Все это казалось ей отвратительным. И в то же время не имеющим значения. Ужас был слишком древним. Она ждала. Наконец Азим позвал ее.
Она вновь переступила порог храма и, открыв еще одну дверь, вошла в маленькую, изысканно расписанную прихожую, где он молча ждал ее, стоя на красном, расшитом по краям рубинами ковре в окружении редчайших сокровищ, золотых и серебряных даров; музыка в зале звучала тихо и была проникнута апатией и страхом.
– Милая моя, – произнес он, беря в ладони ее лицо и целуя. Горячий ручеек крови из его рта наполнил все ее существо пением и танцем верующих, их восторженными криками – но ощущение длилось лишь одно восхитительное мгновение.

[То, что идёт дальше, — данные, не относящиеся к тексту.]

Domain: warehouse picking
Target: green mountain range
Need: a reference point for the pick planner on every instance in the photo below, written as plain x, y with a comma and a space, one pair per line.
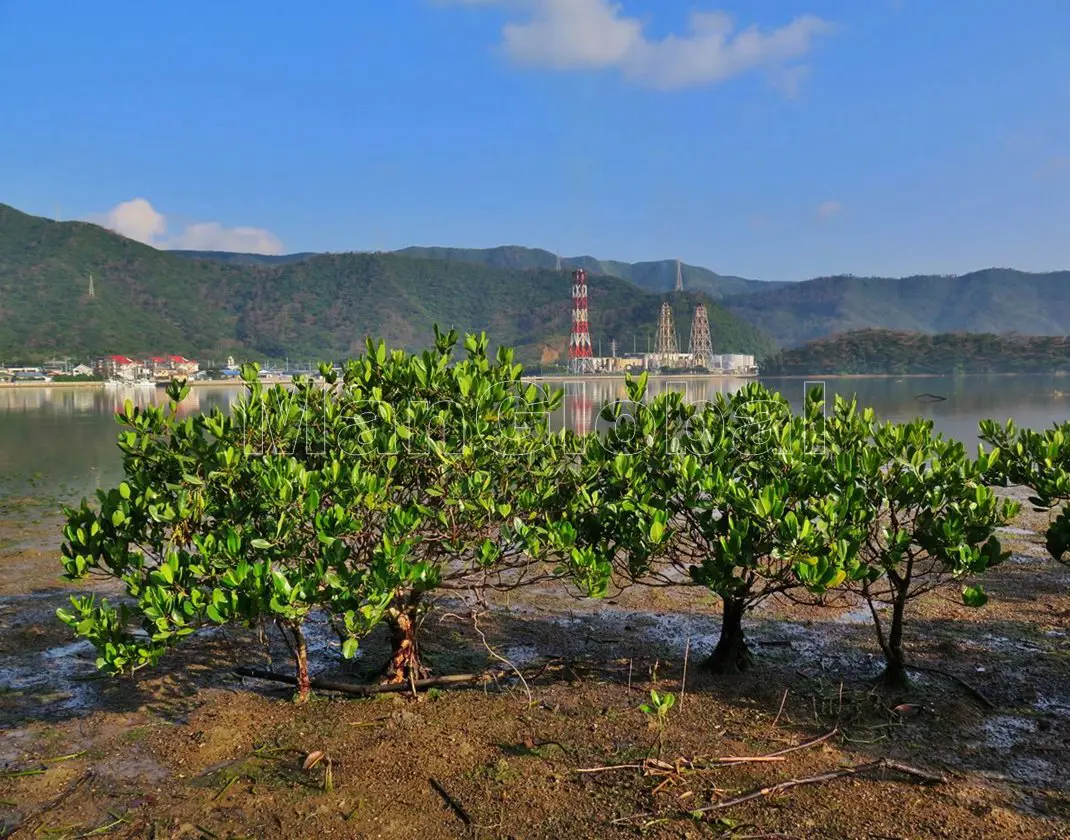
657, 276
322, 306
896, 353
990, 301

Теплый поток поклонения и обожания смертных. Их любви.
Да, любви. Перед ней на миг возник образ Мариуса. Она открыла глаза и отступила назад. Какие-то доли секунды она видела нарисованных на стенах павлинов, груды сияющего золота... А потом – только Азима.
Он оставался неизменным, равно как и его народ, как и деревни, из которых они сюда пришли, преодолев снежную пустыню, чтобы найти столь ужасный и бессмысленный конец. Вот уже целое тысячелетие правит Азим в этом храме, и ни один верующий не вышел отсюда живым. С течением веков его упругая золотистая кожа, насыщаемая неиссякаемым потоком жертвенной крови, лишь слегка побледнела, в то время как ее плоть утратила живые краски лишь за половину этого срока. Только ее глаза и, возможно, темно-каштановые волосы еще позволяли сохранить видимость жизни. Она сознавала, что по-прежнему красива, Но он обладал необыкновенно мощной энергией. Энергией Зла Пользующийся непререкаемым авторитетом у своих почитателей, окруженный легендами, не имеющий ни прошлого, ни будущего, он властвовал, по-прежнему оставаясь для нее непостижимым.
Она не собиралась здесь задерживаться. Это место вызывало в ней большее отвращение, чем ей хотелось показать. Она безмолвно поведала ему о цели своего прихода и об услышанном тревожном предупреждении. Случилось нечто такое, чего никогда прежде не было, где-то что-то шло не так, происходили какие-то перемены! Она также сообщила ему о молодом вампире, который записывал в Америке песни, раскрывающие тайну Матери и Отца, и о том, что ему известны их имена. Не вдаваясь в подробности, она лишь раскрыла перед ним свой разум. Наблюдая за Азимом, она ощущала его безграничное могущество, чувствовала, что он способен наугад извлечь любую ее мысль или идею, скрывая при этом тайны собственной души.
– Благословенная Пандора, – пренебрежительно произнес он в ответ. – Какое мне дело до Матери и Отца? Что они для меня? Какое мне дело до твоего драгоценного Мариуса? Что с того, что он зовет на помощь? Меня это не волнует!
Она застыла в изумлении. Мариус зовет на помощь? Азим рассмеялся.
– О чем ты говоришь? – потрясение спросила она.
Он лишь рассмеялся и повернулся к ней спиной. Оставалось только ждать. Мариус ее создал. Голос Мариуса может слышать весь мир, но только не она. Неужели ее ушей достиг лишь слабый отзвук, отраженное эхо того мощного крика, который долетел до других?
«Расскажи мне, Азим! Неужели ты хочешь сделать меня своим врагом?»
Когда он вновь обернулся к ней, на его гладком и круглом, выглядевшем почти человеческим лице застыло задумчивое выражение – похоже, он решил уступить. Он оперся подбородком на пухлые, с ямочками, кисти рук. Он явно чего-то от нее хочет. От презрения и злобы не осталось и следа.
– Это предупреждение, – сказал он. – Его непрестанно передают по цепочке те, до кого оно доносится, а исходит оно откуда-то издалека. Всем нам грозит опасность. Вслед за предупреждением, но уже гораздо слабее, звучит просьба о помощи. Если ему помогут, он попытается предотвратить опасность. Но в его словах нет уверенности. Он хочет, чтобы мы обратили внимание прежде всего на предостережение.